A group of equestrians came together with the Make-A-Wish Foundation to grant Heimsoth’s wish. Just before Friday’s $36,500 Murieta Inn, Spa & Restaurant 1.45m FEI class, they presented her with Maidu, an 8-year-old gelding purchased by Megan Vincent at Pacific Coast Building Products. Dale Harvey, Sacramento International Horse Show event manager, helped orchestrate the perfect reveal.
“Anna [Zablah, of Murieta Equestrian Center/West Coast Equine Foundation] had the idea that we would present it where the horse came in flanked with the color guard so you really couldn’t see the horse,” said Harvey. “The color guard split apart, and there was the horse. The little girl was stunned, to say the least.
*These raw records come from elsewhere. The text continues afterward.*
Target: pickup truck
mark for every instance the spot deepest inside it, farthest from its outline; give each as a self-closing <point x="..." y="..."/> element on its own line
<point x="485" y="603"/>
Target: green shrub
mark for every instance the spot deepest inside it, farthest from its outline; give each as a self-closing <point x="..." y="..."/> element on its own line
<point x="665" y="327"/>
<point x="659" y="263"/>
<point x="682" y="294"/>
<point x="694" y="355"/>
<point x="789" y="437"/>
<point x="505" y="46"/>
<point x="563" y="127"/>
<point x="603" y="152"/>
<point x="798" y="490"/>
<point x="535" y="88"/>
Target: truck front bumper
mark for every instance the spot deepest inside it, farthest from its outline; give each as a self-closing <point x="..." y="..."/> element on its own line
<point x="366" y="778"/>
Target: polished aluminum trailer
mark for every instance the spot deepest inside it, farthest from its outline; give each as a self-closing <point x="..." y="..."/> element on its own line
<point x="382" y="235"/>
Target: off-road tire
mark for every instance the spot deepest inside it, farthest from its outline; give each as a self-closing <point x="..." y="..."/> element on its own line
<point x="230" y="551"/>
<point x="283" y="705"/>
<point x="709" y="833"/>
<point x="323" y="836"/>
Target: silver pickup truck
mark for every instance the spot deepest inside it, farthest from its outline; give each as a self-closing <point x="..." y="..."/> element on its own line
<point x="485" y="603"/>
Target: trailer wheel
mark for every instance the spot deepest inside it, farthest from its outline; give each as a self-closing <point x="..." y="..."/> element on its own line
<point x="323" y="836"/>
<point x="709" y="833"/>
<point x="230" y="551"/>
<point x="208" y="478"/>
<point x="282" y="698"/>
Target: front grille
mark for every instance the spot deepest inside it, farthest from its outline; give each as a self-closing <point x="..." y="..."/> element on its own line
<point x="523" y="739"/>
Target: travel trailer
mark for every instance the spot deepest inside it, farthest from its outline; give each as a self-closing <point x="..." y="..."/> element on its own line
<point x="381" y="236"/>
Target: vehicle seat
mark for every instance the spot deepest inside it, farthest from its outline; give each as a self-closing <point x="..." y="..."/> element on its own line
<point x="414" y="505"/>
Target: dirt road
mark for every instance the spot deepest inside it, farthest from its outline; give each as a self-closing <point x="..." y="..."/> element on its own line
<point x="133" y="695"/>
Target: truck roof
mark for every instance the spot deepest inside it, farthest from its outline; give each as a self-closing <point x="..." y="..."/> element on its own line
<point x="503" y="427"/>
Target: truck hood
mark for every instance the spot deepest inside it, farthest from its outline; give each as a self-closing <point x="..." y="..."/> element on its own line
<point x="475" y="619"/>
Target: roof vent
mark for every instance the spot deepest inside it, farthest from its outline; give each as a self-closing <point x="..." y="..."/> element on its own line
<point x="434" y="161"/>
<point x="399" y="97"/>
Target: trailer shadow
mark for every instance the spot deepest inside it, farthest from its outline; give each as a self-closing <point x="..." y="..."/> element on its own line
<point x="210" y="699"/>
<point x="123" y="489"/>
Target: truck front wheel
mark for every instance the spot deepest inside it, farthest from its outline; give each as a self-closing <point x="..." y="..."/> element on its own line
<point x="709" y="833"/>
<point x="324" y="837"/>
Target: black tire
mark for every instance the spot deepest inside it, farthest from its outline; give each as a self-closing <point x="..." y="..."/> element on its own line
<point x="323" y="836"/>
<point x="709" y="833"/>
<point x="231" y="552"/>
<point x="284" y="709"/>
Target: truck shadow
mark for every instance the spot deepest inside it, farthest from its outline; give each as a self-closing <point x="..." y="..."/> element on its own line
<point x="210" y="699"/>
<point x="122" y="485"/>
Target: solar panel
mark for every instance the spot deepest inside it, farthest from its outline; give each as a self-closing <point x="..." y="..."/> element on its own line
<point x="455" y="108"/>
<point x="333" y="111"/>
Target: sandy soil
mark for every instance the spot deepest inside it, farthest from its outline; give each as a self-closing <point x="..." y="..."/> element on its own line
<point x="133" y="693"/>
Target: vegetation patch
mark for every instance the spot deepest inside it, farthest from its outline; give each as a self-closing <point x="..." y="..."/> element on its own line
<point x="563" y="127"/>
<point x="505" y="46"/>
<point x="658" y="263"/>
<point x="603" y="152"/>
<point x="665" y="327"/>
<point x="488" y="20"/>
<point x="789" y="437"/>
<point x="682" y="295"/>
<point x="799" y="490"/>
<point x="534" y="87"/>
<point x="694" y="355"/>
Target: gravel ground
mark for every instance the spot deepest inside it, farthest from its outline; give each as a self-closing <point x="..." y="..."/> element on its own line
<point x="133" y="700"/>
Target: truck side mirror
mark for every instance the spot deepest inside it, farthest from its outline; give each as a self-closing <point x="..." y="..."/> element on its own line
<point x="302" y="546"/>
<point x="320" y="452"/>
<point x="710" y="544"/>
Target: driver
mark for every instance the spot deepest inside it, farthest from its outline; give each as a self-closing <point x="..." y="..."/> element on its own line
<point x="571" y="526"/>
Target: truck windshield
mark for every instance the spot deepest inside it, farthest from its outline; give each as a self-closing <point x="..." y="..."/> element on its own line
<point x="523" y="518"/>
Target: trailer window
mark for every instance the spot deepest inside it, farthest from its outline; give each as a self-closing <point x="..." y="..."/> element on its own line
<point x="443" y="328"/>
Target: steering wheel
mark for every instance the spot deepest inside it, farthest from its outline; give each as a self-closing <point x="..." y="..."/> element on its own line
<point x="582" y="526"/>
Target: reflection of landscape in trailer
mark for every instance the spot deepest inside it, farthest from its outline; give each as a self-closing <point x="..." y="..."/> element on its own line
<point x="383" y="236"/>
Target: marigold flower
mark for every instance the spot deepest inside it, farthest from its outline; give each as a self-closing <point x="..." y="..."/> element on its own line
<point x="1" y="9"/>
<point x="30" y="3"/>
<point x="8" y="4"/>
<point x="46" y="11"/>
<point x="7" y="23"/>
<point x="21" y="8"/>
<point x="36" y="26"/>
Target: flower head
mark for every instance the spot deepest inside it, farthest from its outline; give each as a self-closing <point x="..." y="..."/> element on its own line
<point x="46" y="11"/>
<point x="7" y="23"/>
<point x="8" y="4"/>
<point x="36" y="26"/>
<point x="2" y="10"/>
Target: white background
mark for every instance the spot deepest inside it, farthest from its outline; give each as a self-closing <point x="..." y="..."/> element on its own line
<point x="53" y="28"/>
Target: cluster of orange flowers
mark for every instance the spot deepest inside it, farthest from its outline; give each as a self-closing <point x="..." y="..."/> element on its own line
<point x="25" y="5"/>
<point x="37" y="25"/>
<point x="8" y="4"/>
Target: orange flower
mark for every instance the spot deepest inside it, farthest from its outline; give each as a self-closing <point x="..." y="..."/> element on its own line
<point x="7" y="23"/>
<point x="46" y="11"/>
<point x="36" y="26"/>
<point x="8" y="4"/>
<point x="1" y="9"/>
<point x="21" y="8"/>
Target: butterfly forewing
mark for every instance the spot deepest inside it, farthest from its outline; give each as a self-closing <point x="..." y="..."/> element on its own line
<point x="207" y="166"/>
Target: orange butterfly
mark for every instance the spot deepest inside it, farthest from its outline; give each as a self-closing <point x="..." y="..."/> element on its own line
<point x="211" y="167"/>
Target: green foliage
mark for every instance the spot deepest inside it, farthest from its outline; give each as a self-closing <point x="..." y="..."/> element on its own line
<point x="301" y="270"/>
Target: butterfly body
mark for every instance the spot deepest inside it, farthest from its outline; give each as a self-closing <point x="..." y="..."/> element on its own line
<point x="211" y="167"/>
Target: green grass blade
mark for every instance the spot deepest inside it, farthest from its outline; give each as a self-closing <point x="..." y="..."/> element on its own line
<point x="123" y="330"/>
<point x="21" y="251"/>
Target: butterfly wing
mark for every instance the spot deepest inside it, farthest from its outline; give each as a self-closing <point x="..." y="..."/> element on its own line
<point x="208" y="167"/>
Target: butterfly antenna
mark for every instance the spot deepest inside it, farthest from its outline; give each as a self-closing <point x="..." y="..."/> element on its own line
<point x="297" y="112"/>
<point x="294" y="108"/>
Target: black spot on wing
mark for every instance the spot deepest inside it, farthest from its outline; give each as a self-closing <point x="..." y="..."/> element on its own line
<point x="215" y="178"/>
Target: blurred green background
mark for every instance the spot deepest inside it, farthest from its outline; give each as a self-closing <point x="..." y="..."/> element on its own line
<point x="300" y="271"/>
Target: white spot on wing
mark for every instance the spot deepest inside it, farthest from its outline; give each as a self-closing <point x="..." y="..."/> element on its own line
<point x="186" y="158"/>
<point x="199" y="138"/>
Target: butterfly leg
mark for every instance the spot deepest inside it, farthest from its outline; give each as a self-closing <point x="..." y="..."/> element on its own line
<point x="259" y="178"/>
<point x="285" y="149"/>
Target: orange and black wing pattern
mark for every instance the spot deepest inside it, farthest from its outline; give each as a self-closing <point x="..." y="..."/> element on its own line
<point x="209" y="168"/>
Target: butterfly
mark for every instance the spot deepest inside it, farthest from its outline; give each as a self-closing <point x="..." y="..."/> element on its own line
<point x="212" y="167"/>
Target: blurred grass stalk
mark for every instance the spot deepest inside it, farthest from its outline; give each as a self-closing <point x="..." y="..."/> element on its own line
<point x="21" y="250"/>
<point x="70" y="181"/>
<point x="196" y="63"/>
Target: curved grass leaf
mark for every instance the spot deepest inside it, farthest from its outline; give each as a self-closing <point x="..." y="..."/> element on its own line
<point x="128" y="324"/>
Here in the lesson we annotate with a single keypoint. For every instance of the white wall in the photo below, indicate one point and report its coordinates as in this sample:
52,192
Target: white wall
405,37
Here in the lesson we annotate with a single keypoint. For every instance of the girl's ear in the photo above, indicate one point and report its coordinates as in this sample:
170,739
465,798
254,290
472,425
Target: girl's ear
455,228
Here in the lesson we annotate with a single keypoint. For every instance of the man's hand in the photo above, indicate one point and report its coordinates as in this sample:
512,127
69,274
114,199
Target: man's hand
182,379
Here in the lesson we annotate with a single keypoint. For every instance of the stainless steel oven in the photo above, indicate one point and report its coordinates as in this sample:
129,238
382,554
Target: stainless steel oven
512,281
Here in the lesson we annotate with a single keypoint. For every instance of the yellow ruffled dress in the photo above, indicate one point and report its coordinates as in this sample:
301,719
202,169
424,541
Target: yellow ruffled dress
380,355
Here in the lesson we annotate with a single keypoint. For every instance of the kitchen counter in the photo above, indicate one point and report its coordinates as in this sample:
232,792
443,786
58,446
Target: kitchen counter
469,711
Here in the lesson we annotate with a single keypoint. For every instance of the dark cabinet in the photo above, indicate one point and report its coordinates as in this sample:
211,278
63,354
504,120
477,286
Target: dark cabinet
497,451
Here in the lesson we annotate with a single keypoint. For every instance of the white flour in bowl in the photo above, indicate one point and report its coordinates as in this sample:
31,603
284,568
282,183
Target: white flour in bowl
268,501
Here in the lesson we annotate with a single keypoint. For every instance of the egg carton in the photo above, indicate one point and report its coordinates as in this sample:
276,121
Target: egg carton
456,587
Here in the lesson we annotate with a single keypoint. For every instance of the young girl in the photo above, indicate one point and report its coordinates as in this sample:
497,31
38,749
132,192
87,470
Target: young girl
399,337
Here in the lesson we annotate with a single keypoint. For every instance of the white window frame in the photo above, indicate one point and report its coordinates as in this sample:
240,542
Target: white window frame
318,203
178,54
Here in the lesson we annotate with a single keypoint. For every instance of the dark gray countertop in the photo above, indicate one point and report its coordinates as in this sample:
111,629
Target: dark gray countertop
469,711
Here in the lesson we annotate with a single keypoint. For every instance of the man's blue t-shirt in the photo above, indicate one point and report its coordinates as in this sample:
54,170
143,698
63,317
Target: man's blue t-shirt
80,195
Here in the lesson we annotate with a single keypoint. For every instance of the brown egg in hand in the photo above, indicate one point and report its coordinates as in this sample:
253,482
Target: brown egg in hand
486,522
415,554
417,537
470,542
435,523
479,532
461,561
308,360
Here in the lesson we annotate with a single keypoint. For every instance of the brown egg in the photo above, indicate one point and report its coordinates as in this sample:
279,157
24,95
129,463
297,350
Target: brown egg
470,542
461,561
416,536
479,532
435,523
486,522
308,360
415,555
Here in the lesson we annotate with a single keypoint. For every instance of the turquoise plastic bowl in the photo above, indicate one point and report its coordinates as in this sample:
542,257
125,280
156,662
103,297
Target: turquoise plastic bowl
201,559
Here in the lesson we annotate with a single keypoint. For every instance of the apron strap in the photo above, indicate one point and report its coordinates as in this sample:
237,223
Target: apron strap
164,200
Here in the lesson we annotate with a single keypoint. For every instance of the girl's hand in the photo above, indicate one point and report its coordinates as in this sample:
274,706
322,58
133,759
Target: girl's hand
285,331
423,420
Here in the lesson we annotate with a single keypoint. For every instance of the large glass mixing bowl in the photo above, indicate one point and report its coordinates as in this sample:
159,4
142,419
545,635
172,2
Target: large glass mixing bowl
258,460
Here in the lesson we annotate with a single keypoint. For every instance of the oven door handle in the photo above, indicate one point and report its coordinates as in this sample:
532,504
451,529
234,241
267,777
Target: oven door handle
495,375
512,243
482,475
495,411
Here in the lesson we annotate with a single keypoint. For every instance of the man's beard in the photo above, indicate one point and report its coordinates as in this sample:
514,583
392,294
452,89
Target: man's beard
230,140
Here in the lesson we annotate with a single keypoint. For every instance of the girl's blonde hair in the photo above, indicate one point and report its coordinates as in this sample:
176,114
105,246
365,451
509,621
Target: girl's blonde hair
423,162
She was speechless. We did that Friday night, and the second night we did a smaller presentation where we presented her with a Sacramento International cooler, and she was really amazed.”
Heimsoth said she was completely overcome.
“I was super excited but also shaking and crying,” said Heimsoth. “It was a bit emotional. I could tell he’s going to be a good horse. I can’t wait to ride him and learn to do barrels. I rode him bareback when we were there, but only for a few minutes.”
Equestrians know that the purchase of the horse is probably the least expensive part of the sport, so organizers made sure they also provided Heimsoth with the things she’d need to care for Maidu. Elk Grove Milling donated feed; West Palms Events and Riding Warehouse donated tack and gear; West Coast Equine Foundation and the Murieta Equestrian Center donated $1,000 of riding lessons, and actress Kaley Cuoco, an avid equestrian herself, paid for the transportation to get Maidu back to Heimsoth’s ranch.
Harvey said the show often works with area charities and is particularly known for granting inner-city kids the chance to exhibit for free, so he’s used to emotional presentations, but this was something different.
“It’s by no means the only thing we do like that, but it’s by far the most emotional and impactful, I think,” he said. “It’s amazing what you can do when people actually work together, you know?”
Melissa Henderson, Heimsoth’s mother, said she found out her daughter’s wish would be granted back in mid-July. It was a tough secret to keep, but she managed to keep from ruining the surprise. Henderson said the team searched for months to find just the right horse that would be bomb-proof enough for Heimsoth’s younger siblings as well.
“She can’t run herself, so the horse is her feet and can keep her running all day long,” said Henderson. “She gets tired really easily. She can play for 20, 30 minutes and then she’ll be tired for a few hours. She gets a little frustrated that she can’t do what her younger sister can. She does a lot of sitting and watching. But with the horse, she can do what she wants.
“Actually, last night she told me she wants to take [Maidu] trick-or-treating instead of walking up and down the hills,” Henderson continued. “I told her we’d see how he does, but we may be able to make that happen.”
Heimsoth returned home Monday after the show and resumed her usual routine, but she said all she could really think about was the impending arrival of Maidu.
“We have a pen and everything being set up for him,” she said. “I’ve been deciding where his stuff is going to go. I honestly can’t wait to ride because when I rode him bareback for a little bit, it seemed like he already knew a lot, so he doesn’t need me to train him.
“I can already tell we’re going to be good.”